Still, the majority of mentally ill prisoners do not spend time in solitary confinement—a fact which should offer little reprieve. Estimates suggest that more than 200,000 individuals with serious mental illnesses are in state and federal prisons—that’s compared to the roughly 35,000 individuals with serious mental illnesses in state hospitals.

Powers dedicates a significant portion of the book to the historical events that have contributed to this trend. “Deinstitutionalization,” he writes, “uprooted what meager stability insane people clung to—the dismal care of state mental asylums—and drove tens of thousands into the streets, where they pioneered an entirely new urban subpopulation, the accursed demographic of the mad that we call the homeless.” According to the US Department of Housing and Urban Development, 26 percent of sheltered homeless individuals have a serious mental illness—a figure which notably excludes the unsheltered and those with mental illness not deemed “serious.”

The deinstitutionalization debate is intertwined with another set of questions at the core of American modernity—those related to the importance of individual civil liberties, and what the  maximum acceptable price for them may be. For Powers, this is a deeply personal debate.

In the moving chapters dedicated to the memoir, Powers describes what it was like to be the father of two bright, creative young boys who became two bright, creative, schizophrenic young men: The youngest of whom would succumb to the darkest of internal voices just before his 21st birthday.

When Powers’ second son, Kevin, became an adult, he gained the ability to make his own healthcare decisions. Which, for him included the decision to go off his antipsychotic medication. Kevin’s schizophrenia included a common, but “cruel joke” of a symptom—anosognosia, which means that the sufferer is in total denial of his illness.
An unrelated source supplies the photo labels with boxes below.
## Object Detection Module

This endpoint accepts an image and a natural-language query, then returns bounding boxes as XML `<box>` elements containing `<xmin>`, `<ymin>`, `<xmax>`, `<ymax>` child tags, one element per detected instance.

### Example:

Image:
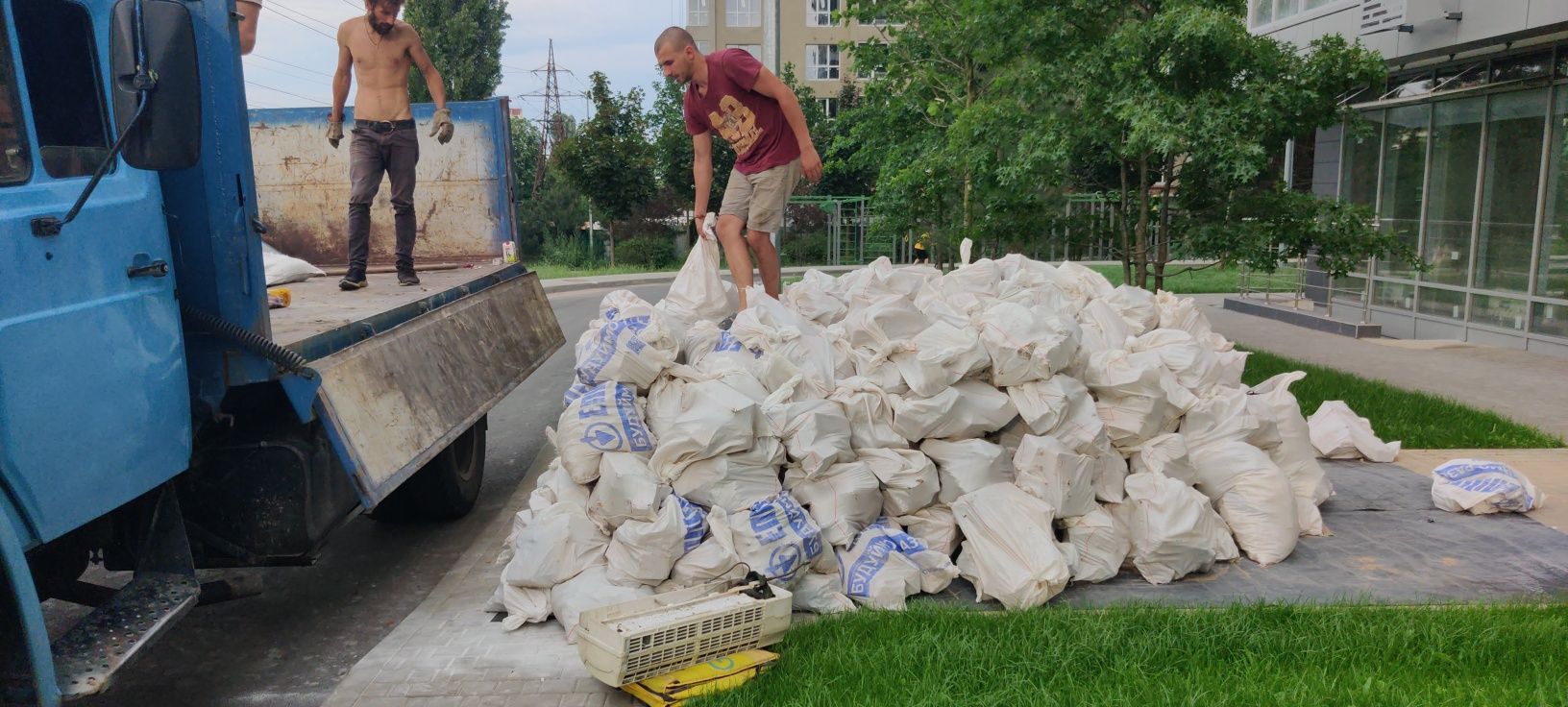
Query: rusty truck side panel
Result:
<box><xmin>249</xmin><ymin>97</ymin><xmax>516</xmax><ymax>268</ymax></box>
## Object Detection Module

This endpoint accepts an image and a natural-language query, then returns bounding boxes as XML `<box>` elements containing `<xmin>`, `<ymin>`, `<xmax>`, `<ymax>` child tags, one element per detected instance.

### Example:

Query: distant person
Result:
<box><xmin>654</xmin><ymin>27</ymin><xmax>821</xmax><ymax>308</ymax></box>
<box><xmin>235</xmin><ymin>0</ymin><xmax>262</xmax><ymax>55</ymax></box>
<box><xmin>326</xmin><ymin>0</ymin><xmax>452</xmax><ymax>290</ymax></box>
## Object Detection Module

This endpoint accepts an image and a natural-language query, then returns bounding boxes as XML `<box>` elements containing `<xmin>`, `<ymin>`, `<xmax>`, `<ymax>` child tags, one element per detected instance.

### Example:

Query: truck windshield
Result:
<box><xmin>0</xmin><ymin>8</ymin><xmax>33</xmax><ymax>185</ymax></box>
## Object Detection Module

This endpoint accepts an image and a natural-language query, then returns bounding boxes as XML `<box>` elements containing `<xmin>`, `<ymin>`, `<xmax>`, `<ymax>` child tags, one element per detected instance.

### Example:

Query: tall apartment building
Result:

But US law prohibits anyone—even someone with anosognosia—from being forced to take medication, at least until he becomes an “imminent threat” to himself or others. Powers writes, “The only choice, a ghastly one, was to let our son “crash” again and hope that he would learn a lesson from it.”
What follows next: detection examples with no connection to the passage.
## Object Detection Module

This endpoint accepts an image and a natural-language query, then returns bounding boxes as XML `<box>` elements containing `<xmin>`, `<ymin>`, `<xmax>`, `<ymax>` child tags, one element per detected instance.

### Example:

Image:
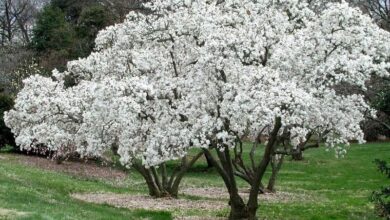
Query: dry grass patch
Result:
<box><xmin>15</xmin><ymin>155</ymin><xmax>128</xmax><ymax>183</ymax></box>
<box><xmin>180</xmin><ymin>187</ymin><xmax>318</xmax><ymax>203</ymax></box>
<box><xmin>71</xmin><ymin>193</ymin><xmax>227</xmax><ymax>211</ymax></box>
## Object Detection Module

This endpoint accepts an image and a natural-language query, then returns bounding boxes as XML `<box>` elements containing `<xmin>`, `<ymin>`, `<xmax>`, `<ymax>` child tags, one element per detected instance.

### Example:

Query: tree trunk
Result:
<box><xmin>291</xmin><ymin>147</ymin><xmax>303</xmax><ymax>161</ymax></box>
<box><xmin>229</xmin><ymin>195</ymin><xmax>250</xmax><ymax>220</ymax></box>
<box><xmin>204</xmin><ymin>154</ymin><xmax>213</xmax><ymax>169</ymax></box>
<box><xmin>267</xmin><ymin>155</ymin><xmax>284</xmax><ymax>192</ymax></box>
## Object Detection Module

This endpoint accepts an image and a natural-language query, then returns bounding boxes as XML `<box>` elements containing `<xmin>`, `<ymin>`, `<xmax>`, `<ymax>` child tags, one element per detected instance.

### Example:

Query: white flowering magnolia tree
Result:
<box><xmin>5</xmin><ymin>0</ymin><xmax>390</xmax><ymax>219</ymax></box>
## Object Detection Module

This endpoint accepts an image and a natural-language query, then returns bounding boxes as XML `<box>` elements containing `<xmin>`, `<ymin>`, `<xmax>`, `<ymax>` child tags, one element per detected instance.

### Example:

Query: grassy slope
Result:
<box><xmin>0</xmin><ymin>154</ymin><xmax>171</xmax><ymax>220</ymax></box>
<box><xmin>0</xmin><ymin>143</ymin><xmax>390</xmax><ymax>219</ymax></box>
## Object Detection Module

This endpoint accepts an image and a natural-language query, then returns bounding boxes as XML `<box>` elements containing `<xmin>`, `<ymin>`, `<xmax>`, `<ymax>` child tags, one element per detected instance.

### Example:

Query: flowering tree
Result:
<box><xmin>6</xmin><ymin>0</ymin><xmax>390</xmax><ymax>219</ymax></box>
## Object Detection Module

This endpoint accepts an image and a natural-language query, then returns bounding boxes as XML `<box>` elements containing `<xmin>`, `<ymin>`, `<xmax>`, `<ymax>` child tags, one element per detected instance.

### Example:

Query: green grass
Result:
<box><xmin>0</xmin><ymin>143</ymin><xmax>390</xmax><ymax>219</ymax></box>
<box><xmin>0</xmin><ymin>154</ymin><xmax>171</xmax><ymax>220</ymax></box>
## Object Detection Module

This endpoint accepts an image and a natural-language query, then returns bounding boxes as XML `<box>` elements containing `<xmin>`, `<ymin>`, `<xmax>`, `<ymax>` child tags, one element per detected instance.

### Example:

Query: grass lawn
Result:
<box><xmin>0</xmin><ymin>143</ymin><xmax>390</xmax><ymax>219</ymax></box>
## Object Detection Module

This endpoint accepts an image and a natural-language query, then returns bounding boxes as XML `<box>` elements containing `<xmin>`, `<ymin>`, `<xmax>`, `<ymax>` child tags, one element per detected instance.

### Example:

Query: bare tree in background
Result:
<box><xmin>354</xmin><ymin>0</ymin><xmax>390</xmax><ymax>31</ymax></box>
<box><xmin>0</xmin><ymin>0</ymin><xmax>44</xmax><ymax>46</ymax></box>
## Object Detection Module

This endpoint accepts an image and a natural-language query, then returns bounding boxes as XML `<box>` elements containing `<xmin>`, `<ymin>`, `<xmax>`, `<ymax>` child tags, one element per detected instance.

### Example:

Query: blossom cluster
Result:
<box><xmin>5</xmin><ymin>0</ymin><xmax>390</xmax><ymax>166</ymax></box>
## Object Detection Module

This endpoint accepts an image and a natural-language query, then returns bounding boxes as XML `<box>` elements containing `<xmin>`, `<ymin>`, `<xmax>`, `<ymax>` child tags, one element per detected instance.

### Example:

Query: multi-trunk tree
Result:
<box><xmin>6</xmin><ymin>0</ymin><xmax>390</xmax><ymax>219</ymax></box>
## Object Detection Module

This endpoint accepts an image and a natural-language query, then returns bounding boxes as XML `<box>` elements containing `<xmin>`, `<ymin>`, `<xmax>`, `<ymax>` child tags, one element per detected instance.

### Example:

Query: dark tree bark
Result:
<box><xmin>133</xmin><ymin>152</ymin><xmax>203</xmax><ymax>198</ymax></box>
<box><xmin>267</xmin><ymin>155</ymin><xmax>284</xmax><ymax>192</ymax></box>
US law didn’t always prohibit the forcible treatment of the mentally ill—in fact, it enthusiastically condoned it for a part of the early twentieth century. The eugenics movement, to which Powers dedicates a chapter, saw the forced sterilization of tens of thousands of American women who were accused of being “feebleminded” (which, loosely, meant that a woman was mentally ill, had powerful enemies, was poor, or was not white).
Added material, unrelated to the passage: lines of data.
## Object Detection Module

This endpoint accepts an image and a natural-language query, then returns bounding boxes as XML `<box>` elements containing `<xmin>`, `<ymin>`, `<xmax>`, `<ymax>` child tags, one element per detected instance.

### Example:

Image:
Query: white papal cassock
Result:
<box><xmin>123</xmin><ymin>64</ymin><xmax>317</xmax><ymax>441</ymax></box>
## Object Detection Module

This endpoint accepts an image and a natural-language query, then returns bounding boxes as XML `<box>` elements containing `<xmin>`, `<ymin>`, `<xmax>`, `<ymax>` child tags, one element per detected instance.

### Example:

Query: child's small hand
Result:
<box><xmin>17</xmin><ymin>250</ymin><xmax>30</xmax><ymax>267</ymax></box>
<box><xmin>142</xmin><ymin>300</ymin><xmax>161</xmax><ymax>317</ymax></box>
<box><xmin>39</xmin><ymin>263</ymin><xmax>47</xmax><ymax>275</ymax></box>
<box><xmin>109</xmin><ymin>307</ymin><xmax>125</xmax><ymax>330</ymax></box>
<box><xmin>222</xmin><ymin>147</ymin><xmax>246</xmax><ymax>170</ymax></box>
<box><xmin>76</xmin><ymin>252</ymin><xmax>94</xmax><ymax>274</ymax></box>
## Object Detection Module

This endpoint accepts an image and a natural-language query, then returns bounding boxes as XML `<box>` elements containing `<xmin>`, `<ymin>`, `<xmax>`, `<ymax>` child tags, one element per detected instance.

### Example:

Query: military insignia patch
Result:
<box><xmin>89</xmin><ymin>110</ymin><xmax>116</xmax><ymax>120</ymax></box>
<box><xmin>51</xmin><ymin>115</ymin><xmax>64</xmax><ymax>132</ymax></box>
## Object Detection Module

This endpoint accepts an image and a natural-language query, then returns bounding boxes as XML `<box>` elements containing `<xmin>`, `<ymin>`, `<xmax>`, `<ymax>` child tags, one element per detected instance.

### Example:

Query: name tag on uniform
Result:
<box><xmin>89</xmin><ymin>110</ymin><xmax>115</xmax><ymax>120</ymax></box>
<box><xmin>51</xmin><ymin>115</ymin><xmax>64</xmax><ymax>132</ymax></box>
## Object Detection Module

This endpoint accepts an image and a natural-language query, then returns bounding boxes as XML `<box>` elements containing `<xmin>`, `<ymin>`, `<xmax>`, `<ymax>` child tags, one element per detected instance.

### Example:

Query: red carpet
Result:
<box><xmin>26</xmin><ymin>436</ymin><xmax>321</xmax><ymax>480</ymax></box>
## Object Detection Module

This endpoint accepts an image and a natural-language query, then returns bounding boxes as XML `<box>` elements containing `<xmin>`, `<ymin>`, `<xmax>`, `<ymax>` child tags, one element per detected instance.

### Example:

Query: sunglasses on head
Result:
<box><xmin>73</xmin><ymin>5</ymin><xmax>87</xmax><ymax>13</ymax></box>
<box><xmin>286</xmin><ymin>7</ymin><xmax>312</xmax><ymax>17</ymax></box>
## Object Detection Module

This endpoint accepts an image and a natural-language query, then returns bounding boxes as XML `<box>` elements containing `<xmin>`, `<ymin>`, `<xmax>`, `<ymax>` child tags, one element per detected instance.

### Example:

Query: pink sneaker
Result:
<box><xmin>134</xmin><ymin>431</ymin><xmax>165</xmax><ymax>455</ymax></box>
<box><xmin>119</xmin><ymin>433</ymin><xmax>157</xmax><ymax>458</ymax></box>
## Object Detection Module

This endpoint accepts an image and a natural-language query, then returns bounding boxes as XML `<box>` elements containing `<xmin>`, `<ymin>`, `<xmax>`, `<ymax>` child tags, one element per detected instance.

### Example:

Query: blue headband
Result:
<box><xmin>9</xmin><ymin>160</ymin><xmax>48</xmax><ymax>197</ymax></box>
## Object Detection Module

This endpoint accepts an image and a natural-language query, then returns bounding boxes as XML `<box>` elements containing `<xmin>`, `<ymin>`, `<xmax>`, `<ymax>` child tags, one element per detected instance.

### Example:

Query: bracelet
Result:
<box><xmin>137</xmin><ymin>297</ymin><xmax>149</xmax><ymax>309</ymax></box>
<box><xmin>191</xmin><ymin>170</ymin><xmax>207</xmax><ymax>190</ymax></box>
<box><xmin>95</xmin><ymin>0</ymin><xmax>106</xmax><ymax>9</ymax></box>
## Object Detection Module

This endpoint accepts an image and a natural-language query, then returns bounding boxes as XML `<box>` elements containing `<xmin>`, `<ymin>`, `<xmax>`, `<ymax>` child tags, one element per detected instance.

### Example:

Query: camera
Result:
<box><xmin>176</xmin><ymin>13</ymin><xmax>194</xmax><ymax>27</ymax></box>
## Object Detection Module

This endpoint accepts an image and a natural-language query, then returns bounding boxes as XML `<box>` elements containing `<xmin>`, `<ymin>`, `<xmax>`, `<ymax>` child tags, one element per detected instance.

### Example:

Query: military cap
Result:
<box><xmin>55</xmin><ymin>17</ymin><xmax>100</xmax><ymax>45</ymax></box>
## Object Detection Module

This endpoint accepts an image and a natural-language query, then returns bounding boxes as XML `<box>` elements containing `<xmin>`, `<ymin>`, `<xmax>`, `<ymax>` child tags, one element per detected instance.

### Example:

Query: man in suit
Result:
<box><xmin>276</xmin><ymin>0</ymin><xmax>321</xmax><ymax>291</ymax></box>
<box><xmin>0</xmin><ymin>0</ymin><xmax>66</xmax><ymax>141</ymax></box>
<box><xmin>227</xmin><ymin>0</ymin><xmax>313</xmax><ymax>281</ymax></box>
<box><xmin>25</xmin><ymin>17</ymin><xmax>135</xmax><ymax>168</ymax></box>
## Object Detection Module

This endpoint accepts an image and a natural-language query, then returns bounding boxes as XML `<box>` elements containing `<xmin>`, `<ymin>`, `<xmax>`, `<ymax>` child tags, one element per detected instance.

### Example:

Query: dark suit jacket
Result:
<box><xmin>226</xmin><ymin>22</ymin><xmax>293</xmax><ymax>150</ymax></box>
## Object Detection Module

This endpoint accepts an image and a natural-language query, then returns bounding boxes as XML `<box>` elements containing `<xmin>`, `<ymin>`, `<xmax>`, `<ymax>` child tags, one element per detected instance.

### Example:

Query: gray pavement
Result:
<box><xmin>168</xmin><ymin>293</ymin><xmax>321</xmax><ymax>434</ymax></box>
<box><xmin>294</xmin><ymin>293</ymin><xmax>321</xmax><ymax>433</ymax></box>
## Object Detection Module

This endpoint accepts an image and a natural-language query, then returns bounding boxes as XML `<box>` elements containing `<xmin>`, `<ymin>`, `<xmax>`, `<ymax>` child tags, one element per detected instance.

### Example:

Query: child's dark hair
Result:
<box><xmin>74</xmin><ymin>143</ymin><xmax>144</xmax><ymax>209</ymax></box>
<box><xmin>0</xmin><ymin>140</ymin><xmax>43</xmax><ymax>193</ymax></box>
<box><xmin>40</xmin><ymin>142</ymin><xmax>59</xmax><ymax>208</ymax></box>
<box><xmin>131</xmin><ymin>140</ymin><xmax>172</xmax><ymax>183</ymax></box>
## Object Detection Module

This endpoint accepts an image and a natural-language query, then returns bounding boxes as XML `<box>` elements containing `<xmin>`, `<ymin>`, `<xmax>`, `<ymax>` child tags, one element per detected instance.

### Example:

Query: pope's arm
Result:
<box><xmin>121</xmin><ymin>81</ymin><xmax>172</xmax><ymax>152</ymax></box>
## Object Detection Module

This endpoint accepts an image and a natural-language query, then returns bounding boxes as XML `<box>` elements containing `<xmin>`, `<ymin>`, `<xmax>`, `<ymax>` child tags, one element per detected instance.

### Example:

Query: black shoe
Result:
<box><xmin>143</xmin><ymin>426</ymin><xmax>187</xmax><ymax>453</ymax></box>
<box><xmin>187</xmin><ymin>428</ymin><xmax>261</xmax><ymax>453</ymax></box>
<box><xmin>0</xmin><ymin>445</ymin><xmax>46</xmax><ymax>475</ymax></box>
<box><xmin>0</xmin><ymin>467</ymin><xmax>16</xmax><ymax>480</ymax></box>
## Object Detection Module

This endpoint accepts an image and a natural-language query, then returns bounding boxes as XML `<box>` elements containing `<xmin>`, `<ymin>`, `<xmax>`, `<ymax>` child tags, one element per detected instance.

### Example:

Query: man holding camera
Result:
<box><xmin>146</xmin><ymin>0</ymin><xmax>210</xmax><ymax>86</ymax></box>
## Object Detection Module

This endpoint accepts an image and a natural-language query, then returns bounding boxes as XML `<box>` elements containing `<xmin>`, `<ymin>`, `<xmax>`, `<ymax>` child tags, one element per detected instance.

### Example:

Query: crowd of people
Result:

But by the mid-1900s, public opinion began to swing in the other direction. An intellectual re-emphasis on civil liberties, coupled with the discovery of antipsychotics thought to be “miracle drugs,” and the simultaneous denial of the very existence of mental illness by some influential figures (including Church of Scientology founder L. Ron Hubbard) meant that in 1975, the Supreme Court ruled against involuntary hospitalization and treatment. By the 1980s, as federal funding to mental institutions shrank and weakened, asylums were forced shut and their patients forced out—and too often, ended up in the streets or in prison. The term “transinstitutionalization” has gained traction to describe this phenomenon—patients weren’t removed from institutions, they were just moved to different ones.

Powers interweaves memoir and history in alternating chapters to provide an intimate, convincing, and heartbreaking case that not enough of us care about crazy people. To readers knowledgeable about the subject, the historical chapters may not offer much that is new, but to everyone else, they are a vital overview.  Powers’ only shortcoming was his failure to explore possible solutions—more time devoted to the discussion of any successful, or at least better, mental healthcare models from around the world would have been a welcome addition. Still, he manages to galvanize his audience.

In the book’s preface, Powers writes, “I hope you do not “enjoy” this book. I hope you are wounded by it; wounded as I have been writing it. Wounded to act, wounded to intervene.” It’s difficult to imagine how one could emerge from it unscathed.